Artikel 17. Juli 2012

Für ein Leben in Würde

Schule in Kibera, dem größten Slum der kenianischen Hauptstadt Nairobi

Schule in Kibera, dem größten Slum der kenianischen Hauptstadt Nairobi

Jeder hat als Mitglied der Gesellschaft das Recht auf soziale Sicherheit und Anspruch darauf, in den Genuss der wirtschaftlichen, sozialen und kulturellen Rechte zu gelangen, die für seine Würde und die freie Entwicklung seiner Persönlichkeit unentbehrlich sind.« So steht es im Artikel 22 der Allgemeinen Erklärung der Menschenrechte. Die Staaten der Vereinten Nationen haben sich damit verpflichtet, ihren Bürgerinnen und Bürgern die wirtschaftlichen, sozialen und kulturellen Rechte (kurz: WSK-Rechte) zu gewähren. Dazu gehören das Recht auf Nahrung, auf Wasser und sanitäre Grundversorgung, auf Gesundheit und auf Bildung. Doch viele Staaten verweigern ihren Bürgerinnen und Bürgern diese Rechte.

Drei Milliarden Menschen haben UNO-Berechnungen zufolge weniger als zwei Dollar pro Tag zum Leben. Armut ist in vielen Fällen die Folge von Menschenrechtsverletzungen, gleichzeitig führen Menschenrechtsverletzungen tiefer in die Armut. Menschen in Armut werden besonders oft Opfer von Menschenrechtsverletzungen. Wer nicht lesen und schreiben kann, kennt oft seine Rechte nicht gut genug und ist staatlicher Willkür ausgesetzt. Wer ständig schikaniert wird, fühlt sich ohnmächtig. Wer nie gefragt wird, verliert seine Stimme. Gerade Menschen in Armut sind darauf angewiesen, dass der Staat ihre Rechte respektiert.

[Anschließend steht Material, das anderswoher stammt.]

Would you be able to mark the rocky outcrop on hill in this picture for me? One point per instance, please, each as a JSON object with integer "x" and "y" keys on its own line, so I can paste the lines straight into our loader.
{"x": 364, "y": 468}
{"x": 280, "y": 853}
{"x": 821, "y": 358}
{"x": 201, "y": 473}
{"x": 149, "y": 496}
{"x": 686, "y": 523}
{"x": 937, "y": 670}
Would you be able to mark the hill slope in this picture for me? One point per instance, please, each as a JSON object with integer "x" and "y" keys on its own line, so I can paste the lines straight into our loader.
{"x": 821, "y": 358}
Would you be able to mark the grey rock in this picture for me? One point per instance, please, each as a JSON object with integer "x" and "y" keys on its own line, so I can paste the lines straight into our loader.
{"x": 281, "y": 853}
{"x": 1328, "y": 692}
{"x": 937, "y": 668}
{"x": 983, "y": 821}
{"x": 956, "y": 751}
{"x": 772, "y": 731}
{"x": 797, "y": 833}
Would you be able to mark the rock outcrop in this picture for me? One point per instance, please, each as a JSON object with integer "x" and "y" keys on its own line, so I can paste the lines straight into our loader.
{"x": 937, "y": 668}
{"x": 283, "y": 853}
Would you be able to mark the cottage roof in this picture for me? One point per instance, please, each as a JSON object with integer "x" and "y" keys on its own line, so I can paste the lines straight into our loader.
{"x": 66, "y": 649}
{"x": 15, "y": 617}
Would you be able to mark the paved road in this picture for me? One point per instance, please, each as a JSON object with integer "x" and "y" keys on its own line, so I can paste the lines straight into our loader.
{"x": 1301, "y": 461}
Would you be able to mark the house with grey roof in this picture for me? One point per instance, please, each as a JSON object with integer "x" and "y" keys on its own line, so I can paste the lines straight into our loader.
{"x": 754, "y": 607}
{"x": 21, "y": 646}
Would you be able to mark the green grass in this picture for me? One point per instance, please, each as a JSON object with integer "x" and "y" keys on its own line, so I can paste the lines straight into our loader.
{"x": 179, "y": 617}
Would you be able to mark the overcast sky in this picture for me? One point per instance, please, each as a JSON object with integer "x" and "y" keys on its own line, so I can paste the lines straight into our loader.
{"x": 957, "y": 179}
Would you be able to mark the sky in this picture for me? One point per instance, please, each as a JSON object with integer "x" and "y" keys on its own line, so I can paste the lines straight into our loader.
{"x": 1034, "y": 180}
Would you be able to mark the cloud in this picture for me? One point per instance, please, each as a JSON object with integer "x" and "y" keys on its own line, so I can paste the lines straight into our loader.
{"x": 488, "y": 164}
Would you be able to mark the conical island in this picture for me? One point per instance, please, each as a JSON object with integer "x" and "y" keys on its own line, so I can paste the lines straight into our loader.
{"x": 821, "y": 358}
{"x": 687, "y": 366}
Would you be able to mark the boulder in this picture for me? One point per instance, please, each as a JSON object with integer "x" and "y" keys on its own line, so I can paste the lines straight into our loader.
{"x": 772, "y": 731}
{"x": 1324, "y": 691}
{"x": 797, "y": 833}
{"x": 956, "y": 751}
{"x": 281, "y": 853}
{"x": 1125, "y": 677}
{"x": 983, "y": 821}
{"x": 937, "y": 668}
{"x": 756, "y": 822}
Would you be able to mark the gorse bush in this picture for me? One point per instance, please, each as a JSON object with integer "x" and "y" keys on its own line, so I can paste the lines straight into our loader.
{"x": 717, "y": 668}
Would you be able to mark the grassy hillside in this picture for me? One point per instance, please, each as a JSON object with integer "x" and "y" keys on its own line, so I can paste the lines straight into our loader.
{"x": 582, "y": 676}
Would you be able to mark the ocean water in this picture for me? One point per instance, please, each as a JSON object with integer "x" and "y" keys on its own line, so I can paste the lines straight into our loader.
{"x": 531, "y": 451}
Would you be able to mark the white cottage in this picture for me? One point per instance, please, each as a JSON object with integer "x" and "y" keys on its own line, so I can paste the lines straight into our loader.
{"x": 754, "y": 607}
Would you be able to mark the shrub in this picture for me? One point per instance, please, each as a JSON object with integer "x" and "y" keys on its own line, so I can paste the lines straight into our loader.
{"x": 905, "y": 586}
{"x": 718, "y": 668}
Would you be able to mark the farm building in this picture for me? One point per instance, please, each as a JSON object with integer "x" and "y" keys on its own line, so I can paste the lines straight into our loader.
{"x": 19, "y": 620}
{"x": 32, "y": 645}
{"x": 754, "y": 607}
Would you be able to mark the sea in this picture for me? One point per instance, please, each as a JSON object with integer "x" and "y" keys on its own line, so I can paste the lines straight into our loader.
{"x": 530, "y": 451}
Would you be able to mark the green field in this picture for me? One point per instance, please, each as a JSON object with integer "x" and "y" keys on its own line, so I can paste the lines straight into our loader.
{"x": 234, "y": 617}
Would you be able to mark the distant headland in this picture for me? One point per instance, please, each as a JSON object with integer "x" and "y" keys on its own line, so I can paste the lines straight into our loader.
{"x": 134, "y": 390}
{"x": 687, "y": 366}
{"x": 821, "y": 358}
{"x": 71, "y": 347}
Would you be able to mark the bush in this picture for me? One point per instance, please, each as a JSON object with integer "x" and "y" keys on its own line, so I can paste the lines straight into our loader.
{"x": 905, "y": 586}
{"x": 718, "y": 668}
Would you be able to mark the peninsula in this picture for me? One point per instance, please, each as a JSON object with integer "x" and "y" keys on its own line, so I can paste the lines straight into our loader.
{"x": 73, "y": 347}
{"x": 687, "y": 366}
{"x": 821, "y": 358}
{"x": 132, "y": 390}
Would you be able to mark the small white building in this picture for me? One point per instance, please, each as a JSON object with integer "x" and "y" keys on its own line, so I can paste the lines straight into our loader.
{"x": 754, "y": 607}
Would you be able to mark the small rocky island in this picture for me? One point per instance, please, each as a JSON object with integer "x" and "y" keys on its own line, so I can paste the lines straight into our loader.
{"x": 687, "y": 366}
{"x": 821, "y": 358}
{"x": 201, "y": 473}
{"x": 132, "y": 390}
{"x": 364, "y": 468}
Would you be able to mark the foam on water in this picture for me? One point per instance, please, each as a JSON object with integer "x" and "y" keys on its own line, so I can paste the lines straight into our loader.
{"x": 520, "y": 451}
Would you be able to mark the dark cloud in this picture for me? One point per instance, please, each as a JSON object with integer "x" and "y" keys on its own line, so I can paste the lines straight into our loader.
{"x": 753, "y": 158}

Im August 2001 entschied daher die internationale Ratstagung von Amnesty International im senegalesischen Dakar, sich auch verstärkt für die Achtung der WSK-Rechte einzusetzen. Bis dahin lag der Arbeitsschwerpunkt auf den bürgerlichen und politischen Menschenrechten wie Meinungsfreiheit und dem Folterverbot. 2003 wurde der neue Arbeitsschwerpunkt in das Mandat aufgenommen.

Diese Entscheidung wurde und wird innerhalb wie außerhalb von Amnesty kontrovers diskutiert. Die Kritikerinnen und Kritiker sehen die Gefahr, dass sich die Organisation dadurch in eine Art „Gemischtwarenladen“ verwandelt und ihre traditionellen Themen vernachlässigt. Die Befürworterinnen und Befürworter halten dagegen, dass Amnesty mit der Erweiterung des Mandats die bisherige Arbeit konsequent weiterführt. Denn die Menschenrechte sind universell und unteilbar. Die bürgerlichen und politischen Menschenrechte und die WSK-Rechte gehören zusammen und bedingen einander. Ohne ein Mindestmaß an Nahrung und Gesundheitsfürsorge kann ein Mensch seine bürgerlichen und politischen Rechte gar nicht erst wahrnehmen. Rechtswidrige Zwangsräumungen, die das Recht auf angemessenes Wohnen verletzen, gehen häufig einher mit exzessiver Gewaltanwendung durch Polizei, Militär oder private Sicherheitsdienste. Dabei kommt es immer wieder zu Vergewaltigungen, willkürlichen Festnahmen, Inhaftierungen, ungesetzlichen Tötungen und anderen Verstößen gegen die bürgerlichen und politischen Rechte.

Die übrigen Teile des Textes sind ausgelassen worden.